Today Would Be My Late Rocky's Birthday!
Today would have been my late Rocky's birthday.
He would be 63 years old. He died six years ago
on November 4, 1995.
How I miss him and how my heart is still broken.
I am thankful to both Honey-Bear and Frank for coming into my life and bringing me a little happiness they have.
I still feeling lonely though. Lonely and incomplete. A part of me died when Rocky died on
November 4, 1995.
What I would have done if I had been born with two
livers. I would have sacificed one just to see him live. He died and I died with him. I should have been cremated with him as well.
I am lonely even when I am around someone. I feel
empty as well.
Rocky was my soul mate. He knew when I needed him.
He was allways around when I needed him.
There is a huge void in my life now. An emptyiness no man can ever replace.
Honey-Bear is wonderful. My biggest fear is-is that he will find someone younger than I am and break up with me. Leaving my heart even more broken than what it is now.

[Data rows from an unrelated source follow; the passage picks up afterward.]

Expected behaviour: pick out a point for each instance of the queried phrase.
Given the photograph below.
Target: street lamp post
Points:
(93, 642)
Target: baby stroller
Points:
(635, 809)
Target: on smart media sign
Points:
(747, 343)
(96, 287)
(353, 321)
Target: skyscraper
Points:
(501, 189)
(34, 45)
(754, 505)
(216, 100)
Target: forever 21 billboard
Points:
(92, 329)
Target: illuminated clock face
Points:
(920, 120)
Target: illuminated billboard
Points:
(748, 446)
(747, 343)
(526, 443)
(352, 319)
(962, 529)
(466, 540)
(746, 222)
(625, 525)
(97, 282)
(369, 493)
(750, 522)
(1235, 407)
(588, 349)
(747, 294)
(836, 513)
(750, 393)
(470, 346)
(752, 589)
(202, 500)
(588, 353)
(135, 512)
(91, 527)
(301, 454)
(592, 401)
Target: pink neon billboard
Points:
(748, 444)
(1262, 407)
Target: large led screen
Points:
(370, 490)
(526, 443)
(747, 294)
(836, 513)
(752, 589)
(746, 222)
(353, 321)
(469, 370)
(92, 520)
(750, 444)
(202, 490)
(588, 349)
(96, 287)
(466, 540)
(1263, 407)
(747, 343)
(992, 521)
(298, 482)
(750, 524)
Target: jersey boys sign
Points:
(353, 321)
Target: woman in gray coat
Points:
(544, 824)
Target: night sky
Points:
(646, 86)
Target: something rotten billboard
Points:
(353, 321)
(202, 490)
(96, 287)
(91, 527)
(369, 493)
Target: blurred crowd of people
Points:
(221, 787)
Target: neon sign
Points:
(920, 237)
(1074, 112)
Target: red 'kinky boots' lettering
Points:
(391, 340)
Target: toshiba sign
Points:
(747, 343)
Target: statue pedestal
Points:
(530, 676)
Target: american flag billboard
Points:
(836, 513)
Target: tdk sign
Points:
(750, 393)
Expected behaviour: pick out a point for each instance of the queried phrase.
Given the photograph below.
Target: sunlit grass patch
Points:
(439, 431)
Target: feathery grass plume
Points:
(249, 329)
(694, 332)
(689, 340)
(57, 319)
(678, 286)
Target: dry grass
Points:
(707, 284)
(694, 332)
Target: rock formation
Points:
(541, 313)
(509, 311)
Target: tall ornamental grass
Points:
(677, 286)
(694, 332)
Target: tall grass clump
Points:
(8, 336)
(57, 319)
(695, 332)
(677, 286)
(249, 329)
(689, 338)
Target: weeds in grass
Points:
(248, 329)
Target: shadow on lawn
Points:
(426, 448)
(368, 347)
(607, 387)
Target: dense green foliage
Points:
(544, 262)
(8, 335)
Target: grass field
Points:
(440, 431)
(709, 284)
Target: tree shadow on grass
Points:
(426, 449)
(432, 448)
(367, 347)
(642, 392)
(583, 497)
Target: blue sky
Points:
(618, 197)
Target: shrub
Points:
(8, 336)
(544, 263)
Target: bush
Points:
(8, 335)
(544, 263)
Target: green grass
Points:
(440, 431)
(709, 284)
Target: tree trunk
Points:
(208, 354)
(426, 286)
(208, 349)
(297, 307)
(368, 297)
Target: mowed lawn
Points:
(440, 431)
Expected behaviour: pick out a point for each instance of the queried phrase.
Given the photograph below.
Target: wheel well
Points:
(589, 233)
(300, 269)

He is a real pearl beyond price. I can not figure out why his ex divorced him. He has a sweet nature,
no temper, and very loving. He is an uncurable
romantic at heart. He, himself has been hurt so
much I think he is afraid to love as well.
It is a big step for one such as us to learn to love and trust again. And give our heart to someone else after we have been hurt so bad.
Frank and I have been together since 96. He and I
had something at once. But the romance and avanche
has died out of our relationship. I do not know
if we can relight the fire.
Frank and HoneyBear are very much the same.
They have the same temperaments and personalities.
Both wear their hearts openly on their sleeves.
Frank will never leave me, but one day Honeybear
may find someone else. It will leave me crushed.
I will no longer have the will to live and I will
just give in and die of a broken heart.
Not that it is not broken enough as it is. It is
Happy Birthday Dear Rocky. I am thinking of you
on this day. I miss you beloved, I miss you.
I cry even now because I miss you so.